Basis-independent system-environment coherence is necessary to detect magnetic field direction in an avian-inspired quantum magnetic sensor

TL;DR

This paper demonstrates that basis-independent coherence in initial states is essential for optimal performance of an avian-inspired quantum magnetic sensor, highlighting its role as a quantum resource in biological systems.

Contribution

It introduces the concept that basis-independent coherence is necessary for biomolecular quantum sensors, expanding understanding of quantum effects in biological environments.

Findings

Basis-independent coherence is necessary for sensor performance.

Non-maximally mixed initial states are common in biomolecular scenarios.

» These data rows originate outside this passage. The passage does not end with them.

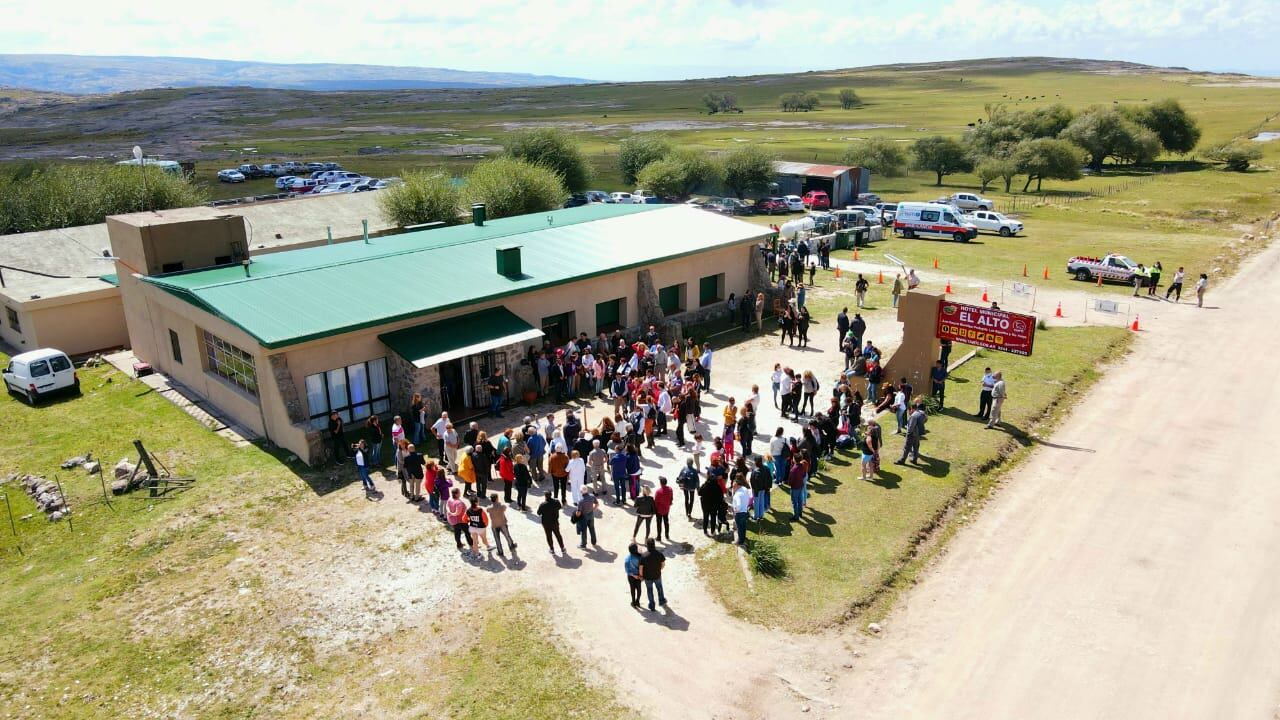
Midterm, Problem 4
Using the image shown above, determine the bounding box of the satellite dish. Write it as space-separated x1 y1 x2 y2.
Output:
132 145 143 162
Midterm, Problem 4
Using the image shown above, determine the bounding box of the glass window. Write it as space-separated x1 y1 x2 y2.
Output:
169 329 183 364
5 307 18 331
595 298 623 334
49 356 71 372
201 330 258 396
305 357 392 430
920 210 940 222
30 360 50 377
943 213 957 223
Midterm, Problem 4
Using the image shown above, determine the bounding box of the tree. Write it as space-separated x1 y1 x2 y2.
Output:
1203 142 1263 172
1014 103 1076 139
779 92 820 112
1127 99 1201 155
912 136 973 186
721 145 776 199
618 135 672 185
1059 107 1159 172
463 157 567 219
1012 138 1084 192
842 137 908 177
667 148 721 197
635 157 686 199
0 163 206 236
503 127 590 192
975 158 1017 193
378 170 464 227
838 88 862 110
702 91 739 114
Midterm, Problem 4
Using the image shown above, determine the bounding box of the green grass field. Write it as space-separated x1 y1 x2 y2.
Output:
697 325 1132 631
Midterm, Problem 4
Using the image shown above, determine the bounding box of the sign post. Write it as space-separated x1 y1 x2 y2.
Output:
935 299 1036 356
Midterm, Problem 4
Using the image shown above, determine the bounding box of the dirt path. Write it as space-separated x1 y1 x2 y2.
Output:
817 239 1280 719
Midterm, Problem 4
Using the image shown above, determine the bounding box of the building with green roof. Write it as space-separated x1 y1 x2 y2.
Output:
108 202 773 464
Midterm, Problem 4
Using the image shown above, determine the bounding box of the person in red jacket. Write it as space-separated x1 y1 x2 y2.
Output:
654 476 674 542
497 452 516 504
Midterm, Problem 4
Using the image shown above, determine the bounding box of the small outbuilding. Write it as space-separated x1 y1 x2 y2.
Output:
772 161 870 207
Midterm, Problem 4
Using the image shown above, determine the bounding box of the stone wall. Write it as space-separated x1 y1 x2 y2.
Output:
636 269 665 330
269 354 307 425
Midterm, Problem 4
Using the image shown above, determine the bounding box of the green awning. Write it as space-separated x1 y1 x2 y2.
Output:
378 306 543 369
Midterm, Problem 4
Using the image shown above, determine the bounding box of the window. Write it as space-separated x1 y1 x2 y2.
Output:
920 210 940 222
201 330 259 396
161 261 184 274
943 213 957 224
540 312 574 346
48 356 71 372
594 298 625 334
699 273 724 307
169 329 183 364
214 255 232 266
304 357 390 429
4 306 18 331
659 284 685 316
30 360 50 377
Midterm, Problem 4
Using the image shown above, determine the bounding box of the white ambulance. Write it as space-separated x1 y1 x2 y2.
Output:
892 201 978 242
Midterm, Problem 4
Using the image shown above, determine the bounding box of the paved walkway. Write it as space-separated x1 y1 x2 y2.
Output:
103 350 258 447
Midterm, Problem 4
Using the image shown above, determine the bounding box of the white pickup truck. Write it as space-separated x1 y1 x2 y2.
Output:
1066 254 1138 283
966 210 1023 237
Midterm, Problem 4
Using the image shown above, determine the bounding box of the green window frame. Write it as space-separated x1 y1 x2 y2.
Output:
659 284 684 316
699 274 724 307
595 298 624 334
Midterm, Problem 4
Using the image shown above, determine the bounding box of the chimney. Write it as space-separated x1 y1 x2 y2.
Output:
472 203 486 227
495 245 521 278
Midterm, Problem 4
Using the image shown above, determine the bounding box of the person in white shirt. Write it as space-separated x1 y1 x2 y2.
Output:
1165 266 1185 302
770 364 784 408
567 451 587 505
985 372 1007 429
551 429 568 455
779 371 795 417
1195 273 1208 308
747 385 761 417
430 412 450 461
657 385 673 436
442 423 460 471
731 479 753 545
892 387 908 434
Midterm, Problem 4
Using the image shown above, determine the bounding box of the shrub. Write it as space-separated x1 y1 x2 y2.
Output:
779 92 820 112
702 91 740 114
838 88 862 110
618 135 673 185
464 157 568 219
1203 142 1263 172
843 138 907 178
749 539 788 578
378 170 464 227
0 163 206 235
503 127 590 192
721 144 776 199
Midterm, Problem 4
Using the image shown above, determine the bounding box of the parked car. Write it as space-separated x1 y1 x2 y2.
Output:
217 169 246 183
893 201 977 242
802 190 831 210
1066 254 1138 283
283 161 307 174
610 191 639 204
261 163 288 177
949 192 994 211
286 178 319 194
238 164 268 179
3 348 78 405
967 210 1023 236
564 194 590 208
856 193 882 205
875 202 898 223
703 197 752 215
275 175 298 190
320 162 342 171
305 162 326 172
315 181 358 194
350 178 388 192
583 190 613 203
753 197 788 215
782 195 805 212
846 204 884 225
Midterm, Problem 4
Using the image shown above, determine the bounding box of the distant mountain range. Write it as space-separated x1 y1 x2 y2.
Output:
0 54 594 94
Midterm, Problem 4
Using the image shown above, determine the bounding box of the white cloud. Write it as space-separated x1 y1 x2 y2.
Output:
0 0 1274 79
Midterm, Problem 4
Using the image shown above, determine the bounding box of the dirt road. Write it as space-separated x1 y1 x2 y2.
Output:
828 240 1280 718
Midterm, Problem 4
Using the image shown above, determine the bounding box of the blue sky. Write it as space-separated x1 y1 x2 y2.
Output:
1 0 1275 81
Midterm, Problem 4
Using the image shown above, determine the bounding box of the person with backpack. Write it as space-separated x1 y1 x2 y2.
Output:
677 458 699 521
633 485 656 541
624 543 643 608
574 489 599 548
513 453 533 511
403 443 425 502
639 538 668 611
465 496 492 558
896 404 927 466
548 447 569 504
445 488 471 552
855 274 869 308
625 444 642 500
608 445 630 506
749 455 773 521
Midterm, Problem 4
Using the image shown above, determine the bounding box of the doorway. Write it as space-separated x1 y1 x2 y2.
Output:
439 358 465 412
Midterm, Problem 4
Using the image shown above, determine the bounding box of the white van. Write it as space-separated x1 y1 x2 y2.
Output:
893 202 978 242
3 348 79 405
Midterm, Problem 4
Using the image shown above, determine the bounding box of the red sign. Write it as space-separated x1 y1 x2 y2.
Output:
936 300 1036 356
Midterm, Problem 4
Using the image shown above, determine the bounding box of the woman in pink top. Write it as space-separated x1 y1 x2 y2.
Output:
444 488 471 552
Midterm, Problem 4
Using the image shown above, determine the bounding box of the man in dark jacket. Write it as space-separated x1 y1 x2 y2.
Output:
749 456 773 521
850 313 866 349
536 491 567 554
836 307 850 352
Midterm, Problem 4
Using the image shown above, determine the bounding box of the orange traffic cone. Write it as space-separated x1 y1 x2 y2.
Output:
835 267 842 279
853 248 860 260
945 280 952 294
1022 263 1028 277
933 257 940 269
1096 274 1103 287
1131 314 1140 331
1055 302 1063 318
1042 266 1049 280
877 270 884 284
981 287 989 302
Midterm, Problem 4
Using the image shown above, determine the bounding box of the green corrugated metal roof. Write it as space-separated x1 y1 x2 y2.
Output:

A small degree of coherence is likely a quantum resource in biological systems.

Abstract

Advancing our understanding of non-trivial quantum effects in biomolecular complexes operating in physiological conditions requires the precise characterisation of the non-classicalities that may be present in such systems as well as asserting whether such features are required for robust function. Here we consider an avian-inspired quantum magnetic sensor composed of two radicals with a third "scavenger" radical under the influence of a collisional environment that allows to capture a variety of decoherence processes. We show that basis-independent coherence, in which the initial system-environment state is non-maximally mixed, is necessary for optimal performance of the quantum magnetic sensor, and appears to be sufficient in particular situations. We discuss how such non-maximally mixed initial states may be common for a variety of biomolecular scenarios. Our results therefore suggest that a small degree of coherence--regardless of basis--is likely to be a quantum resource for biomolecular systems operating at the interface between the quantum and classical domains.